中でも、函欠け本のみならず最初から函がついていない本のために、自分でオリジナルの函を製作するという章や、短編小説をコピーして製本し、豆本を作るという章がことさら俺の琴線に触れた。著者が試みて結局断念したという、所蔵の乱歩本をひたすら列挙する…というエッセイに代表されるような、書をインデックス化し、それによって浮かび上がってくる、著者の収集力・収集傾向等を楽しむ、というのも勿論いい事であるが、先に述べたような章は本を実体的な存在として愛でる、という姿勢が強く見られ、それが俺にとって微笑ましかった。

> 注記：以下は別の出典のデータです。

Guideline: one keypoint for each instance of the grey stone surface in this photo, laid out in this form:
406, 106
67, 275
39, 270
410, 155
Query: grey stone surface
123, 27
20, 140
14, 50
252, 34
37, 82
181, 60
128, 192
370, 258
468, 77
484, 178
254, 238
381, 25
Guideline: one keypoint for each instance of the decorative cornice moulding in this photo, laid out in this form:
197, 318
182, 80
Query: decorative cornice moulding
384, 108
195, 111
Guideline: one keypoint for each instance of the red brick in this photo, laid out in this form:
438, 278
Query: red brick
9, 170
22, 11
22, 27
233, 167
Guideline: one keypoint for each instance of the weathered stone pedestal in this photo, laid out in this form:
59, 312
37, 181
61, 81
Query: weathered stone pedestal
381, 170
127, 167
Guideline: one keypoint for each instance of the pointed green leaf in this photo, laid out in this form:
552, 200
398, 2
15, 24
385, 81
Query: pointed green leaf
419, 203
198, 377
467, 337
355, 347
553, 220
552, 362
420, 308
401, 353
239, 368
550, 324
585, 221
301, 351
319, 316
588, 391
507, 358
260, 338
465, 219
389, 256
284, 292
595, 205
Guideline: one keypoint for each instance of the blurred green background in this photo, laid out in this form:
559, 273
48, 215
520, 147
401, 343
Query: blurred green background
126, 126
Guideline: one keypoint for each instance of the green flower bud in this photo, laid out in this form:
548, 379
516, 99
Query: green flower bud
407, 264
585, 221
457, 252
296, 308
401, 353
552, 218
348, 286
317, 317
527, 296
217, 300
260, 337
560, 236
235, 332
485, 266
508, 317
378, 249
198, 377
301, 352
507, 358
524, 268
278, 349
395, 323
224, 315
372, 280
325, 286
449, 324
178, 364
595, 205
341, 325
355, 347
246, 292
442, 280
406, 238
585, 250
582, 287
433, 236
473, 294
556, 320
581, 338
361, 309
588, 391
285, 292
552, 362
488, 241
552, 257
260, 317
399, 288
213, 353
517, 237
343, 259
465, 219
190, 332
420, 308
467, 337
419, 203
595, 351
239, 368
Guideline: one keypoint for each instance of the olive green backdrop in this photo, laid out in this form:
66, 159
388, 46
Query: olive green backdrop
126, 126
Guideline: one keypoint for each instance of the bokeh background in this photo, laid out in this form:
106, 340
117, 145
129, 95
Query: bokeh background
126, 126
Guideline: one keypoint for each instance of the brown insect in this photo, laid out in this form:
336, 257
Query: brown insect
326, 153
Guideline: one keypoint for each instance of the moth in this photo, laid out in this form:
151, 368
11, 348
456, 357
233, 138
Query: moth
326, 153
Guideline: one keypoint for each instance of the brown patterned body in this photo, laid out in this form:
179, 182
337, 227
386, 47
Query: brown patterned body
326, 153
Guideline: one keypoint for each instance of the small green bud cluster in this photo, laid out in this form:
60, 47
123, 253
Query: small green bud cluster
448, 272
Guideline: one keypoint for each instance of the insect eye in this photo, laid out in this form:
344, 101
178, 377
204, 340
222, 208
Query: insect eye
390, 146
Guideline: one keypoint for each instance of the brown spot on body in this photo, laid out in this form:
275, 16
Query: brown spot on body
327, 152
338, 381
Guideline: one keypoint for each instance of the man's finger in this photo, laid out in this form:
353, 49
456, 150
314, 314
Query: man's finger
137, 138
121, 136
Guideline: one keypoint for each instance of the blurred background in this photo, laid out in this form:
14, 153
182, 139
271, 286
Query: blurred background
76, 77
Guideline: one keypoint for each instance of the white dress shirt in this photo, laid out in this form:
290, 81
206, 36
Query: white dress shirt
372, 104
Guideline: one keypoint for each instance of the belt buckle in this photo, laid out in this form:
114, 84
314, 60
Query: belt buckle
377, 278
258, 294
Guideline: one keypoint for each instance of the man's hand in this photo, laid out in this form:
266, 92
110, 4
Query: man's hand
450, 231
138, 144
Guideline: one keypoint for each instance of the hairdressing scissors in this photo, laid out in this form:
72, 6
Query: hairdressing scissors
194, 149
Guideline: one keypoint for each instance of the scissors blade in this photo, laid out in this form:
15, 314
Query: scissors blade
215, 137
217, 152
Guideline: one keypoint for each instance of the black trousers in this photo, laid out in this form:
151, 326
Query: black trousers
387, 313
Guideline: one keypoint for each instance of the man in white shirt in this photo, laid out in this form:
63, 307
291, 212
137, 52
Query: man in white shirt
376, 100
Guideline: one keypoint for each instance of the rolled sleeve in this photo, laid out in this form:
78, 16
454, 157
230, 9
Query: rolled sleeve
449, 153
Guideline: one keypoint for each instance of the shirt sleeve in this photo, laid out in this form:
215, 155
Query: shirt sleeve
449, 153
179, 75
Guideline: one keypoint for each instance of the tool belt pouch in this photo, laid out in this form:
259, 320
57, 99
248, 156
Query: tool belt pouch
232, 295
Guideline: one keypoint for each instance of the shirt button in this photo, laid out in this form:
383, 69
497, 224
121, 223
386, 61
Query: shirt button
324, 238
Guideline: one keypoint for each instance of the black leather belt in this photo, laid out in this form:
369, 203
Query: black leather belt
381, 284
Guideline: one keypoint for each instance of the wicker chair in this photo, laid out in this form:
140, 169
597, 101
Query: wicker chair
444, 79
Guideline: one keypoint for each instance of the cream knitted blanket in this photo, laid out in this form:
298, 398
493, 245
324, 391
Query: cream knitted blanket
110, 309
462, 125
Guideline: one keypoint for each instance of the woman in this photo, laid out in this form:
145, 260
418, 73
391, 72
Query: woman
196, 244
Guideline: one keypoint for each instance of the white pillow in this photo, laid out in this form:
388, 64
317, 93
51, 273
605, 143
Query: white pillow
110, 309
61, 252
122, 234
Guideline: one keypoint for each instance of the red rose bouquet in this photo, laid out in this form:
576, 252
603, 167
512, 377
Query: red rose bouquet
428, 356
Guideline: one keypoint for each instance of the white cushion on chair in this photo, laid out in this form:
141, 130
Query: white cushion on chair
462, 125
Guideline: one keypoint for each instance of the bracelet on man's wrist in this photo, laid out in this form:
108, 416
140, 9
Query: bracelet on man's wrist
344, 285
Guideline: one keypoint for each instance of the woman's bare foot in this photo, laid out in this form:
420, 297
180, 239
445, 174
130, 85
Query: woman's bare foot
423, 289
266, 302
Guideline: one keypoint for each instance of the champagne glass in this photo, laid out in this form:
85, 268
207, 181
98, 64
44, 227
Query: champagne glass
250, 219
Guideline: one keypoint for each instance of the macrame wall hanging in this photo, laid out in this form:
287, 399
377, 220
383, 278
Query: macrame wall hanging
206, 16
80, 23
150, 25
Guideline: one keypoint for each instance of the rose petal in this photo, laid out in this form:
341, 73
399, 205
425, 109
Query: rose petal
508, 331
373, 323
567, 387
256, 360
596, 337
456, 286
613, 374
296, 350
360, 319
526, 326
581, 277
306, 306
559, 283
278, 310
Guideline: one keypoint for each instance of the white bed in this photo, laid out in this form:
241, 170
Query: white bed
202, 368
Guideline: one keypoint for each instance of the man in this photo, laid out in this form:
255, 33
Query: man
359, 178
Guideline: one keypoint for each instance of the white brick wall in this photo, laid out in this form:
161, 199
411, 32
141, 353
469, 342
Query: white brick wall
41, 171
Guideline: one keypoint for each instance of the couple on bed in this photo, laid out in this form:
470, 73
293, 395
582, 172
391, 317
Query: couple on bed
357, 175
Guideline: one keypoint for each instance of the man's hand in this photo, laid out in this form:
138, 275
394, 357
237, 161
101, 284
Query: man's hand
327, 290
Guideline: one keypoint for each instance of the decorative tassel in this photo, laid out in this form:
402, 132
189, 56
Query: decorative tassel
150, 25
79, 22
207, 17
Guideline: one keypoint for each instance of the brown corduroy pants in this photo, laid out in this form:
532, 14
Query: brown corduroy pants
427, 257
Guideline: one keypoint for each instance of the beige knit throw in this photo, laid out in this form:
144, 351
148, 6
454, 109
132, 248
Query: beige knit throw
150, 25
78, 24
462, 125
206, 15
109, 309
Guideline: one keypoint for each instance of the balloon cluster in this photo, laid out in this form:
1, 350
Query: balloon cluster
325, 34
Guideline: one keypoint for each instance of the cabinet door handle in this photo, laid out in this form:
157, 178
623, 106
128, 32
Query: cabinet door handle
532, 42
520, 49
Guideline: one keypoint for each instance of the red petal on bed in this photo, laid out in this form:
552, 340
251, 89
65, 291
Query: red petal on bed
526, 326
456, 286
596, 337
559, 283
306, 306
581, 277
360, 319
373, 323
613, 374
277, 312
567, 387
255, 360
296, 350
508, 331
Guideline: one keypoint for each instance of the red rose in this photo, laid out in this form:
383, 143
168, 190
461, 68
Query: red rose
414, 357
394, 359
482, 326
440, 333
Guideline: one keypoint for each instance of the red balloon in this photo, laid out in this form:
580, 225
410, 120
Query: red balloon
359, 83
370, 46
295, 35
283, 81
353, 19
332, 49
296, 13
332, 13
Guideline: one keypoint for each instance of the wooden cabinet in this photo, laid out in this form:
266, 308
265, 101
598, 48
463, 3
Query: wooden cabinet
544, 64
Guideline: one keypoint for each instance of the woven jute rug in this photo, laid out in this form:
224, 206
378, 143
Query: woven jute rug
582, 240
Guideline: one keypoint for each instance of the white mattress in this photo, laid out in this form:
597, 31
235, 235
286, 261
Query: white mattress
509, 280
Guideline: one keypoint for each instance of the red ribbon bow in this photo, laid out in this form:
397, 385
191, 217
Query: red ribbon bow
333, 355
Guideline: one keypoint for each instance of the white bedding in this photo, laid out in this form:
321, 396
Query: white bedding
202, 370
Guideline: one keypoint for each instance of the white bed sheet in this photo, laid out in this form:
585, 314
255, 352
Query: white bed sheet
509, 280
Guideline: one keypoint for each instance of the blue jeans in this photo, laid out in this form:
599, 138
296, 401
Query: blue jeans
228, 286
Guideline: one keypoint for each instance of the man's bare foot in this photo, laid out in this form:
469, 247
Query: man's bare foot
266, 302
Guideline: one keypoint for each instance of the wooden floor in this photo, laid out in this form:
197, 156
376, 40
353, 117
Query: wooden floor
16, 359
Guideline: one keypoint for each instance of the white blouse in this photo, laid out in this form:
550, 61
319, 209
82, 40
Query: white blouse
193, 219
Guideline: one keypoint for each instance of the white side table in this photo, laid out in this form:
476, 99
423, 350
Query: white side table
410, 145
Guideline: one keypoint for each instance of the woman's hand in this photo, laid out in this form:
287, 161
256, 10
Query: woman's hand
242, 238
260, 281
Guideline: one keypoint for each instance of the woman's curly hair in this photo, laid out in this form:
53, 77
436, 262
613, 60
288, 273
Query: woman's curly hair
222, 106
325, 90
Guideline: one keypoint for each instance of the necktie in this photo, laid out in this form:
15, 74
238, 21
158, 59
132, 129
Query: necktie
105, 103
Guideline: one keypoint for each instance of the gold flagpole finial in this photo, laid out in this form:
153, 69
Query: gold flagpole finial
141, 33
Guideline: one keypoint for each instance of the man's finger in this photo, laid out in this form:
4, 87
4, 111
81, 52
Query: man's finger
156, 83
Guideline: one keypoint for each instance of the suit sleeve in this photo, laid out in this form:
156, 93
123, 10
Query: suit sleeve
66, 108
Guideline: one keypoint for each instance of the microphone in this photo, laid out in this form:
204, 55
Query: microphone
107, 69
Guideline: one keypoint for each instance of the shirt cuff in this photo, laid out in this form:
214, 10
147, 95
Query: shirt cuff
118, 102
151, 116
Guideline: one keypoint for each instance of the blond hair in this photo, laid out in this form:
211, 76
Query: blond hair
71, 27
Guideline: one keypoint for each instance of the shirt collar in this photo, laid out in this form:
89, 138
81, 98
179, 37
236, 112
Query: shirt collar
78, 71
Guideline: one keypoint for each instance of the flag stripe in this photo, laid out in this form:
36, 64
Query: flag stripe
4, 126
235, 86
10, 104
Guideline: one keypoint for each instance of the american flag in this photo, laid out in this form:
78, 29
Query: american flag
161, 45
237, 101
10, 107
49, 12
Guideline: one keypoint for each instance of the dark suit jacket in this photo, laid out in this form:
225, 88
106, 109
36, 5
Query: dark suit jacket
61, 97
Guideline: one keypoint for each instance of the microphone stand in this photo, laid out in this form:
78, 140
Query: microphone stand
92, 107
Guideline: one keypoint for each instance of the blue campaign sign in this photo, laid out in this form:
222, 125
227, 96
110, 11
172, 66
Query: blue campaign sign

『古本マニア~』と共通して取り上げられている話題として「デパートの古書市」に関する話があった。このへんに関しては『古本マニア~』に載っている「前の年に故障したエレベータの前には誰も並ばない」「エレガが『10階(古書市会場)の他にご利用される階はございますか』と問う、『ないよ、ない!みんな10階!』という答えがどこからともなく返ってくる――ところが、乗っていた一人のおばちゃんが『わたし、6階』と言った、その刹那エレベータ内に重い溜め息が流れ、場の色が変わった」というエピソードのほうが俺好みではある。とはいえむろん本書がつまらないということではない。コギャルとデパート店員の間にかわされたという、
- コギャル
- 「なんの列ですかー?」
- 店員
- 「こ、古書ですけど」
- コ
- 「古書ってなんですかー?」
- 店
- 「……ほん……古本ですけど……」
- コ
- 「ああ、古本の古書かー。(引用者注:連れ合いにむかって)どうするー?並ぶー?
というやりとりが素敵すぎる。
巻末の座談会で彩古氏が述べた「もともとはSFから集め始めたんだけど、SFは本が少ないじゃない。それで買うものがなくなってしまって、仕方なくミステリを集め始めた」という言葉が俺の胸をざわつかせた。SFを集め終わったならばそれで完結してもよさそうなものだと俺のような素人は思うが、でも「仕方なく」集めてしまうものなのだな。本を「買う」でなくて「集める」という動詞が使われる点も凄みを感じさせる。
最後に、本書が単行本として刊行された際は月報・函が付属し、さらに初版本には検印が押されている、という非常に凝った装丁であったそうな。それを知って、「欲しいな」とちょっと思ってしまった俺であることだ。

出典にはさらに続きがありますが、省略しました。